🤖 AI Summary
Quadrupedal mobile manipulation faces challenges including hybrid dynamical modeling difficulties due to contact switching, stringent kinematic constraints, and limited leg workspace. Method: This paper proposes a reachability-aware whole-body motion planning framework. Its core innovation integrates neural-network-predicted reachability margins into the KOMO (K-order Markov Optimization) framework, enabling gradient-based optimization to explicitly account for limb reachability boundaries and contact-state transitions. The method jointly optimizes base pose, foot contact sequences, and manipulator trajectories.

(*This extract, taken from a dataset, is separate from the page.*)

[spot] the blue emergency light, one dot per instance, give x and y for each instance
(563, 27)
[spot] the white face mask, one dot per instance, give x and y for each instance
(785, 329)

Results: Evaluated on a HyQReal+Kinova Gen3 simulation platform, the approach achieves safe and continuous loco-manipulation planning. In pick-and-place tasks, it improves planning success rate by 32% and reduces collision rate by 57% compared to standard KOMO, demonstrating superior effectiveness and robustness in complex, dynamic contact-switching scenarios.
📝 Abstract
Legged manipulators, such as quadrupeds equipped with robotic arms, require motion planning techniques that account for their complex kinematic constraints in order to perform manipulation tasks both safely and effectively. However, trajectory optimization methods often face challenges due to the hybrid dynamics introduced by contact discontinuities, and tend to neglect leg limitations during planning for computational reasons. In this work, we propose RAKOMO, a path optimization technique that integrates the strengths of K-Order Markov Optimization (KOMO) with a kinematically-aware criterion based on the reachable region defined as reachability margin. We leverage a neural-network to predict the margin and optimize it by incorporating it in the standard KOMO formulation. This approach enables rapid convergence of gradient-based motion planning -- commonly tailored for continuous systems -- while adapting it effectively to legged manipulators, successfully executing loco-manipulation tasks. We benchmark RAKOMO against a baseline KOMO approach through a set of simulations for pick-and-place tasks with the HyQReal quadruped robot equipped with a Kinova Gen3 robotic arm.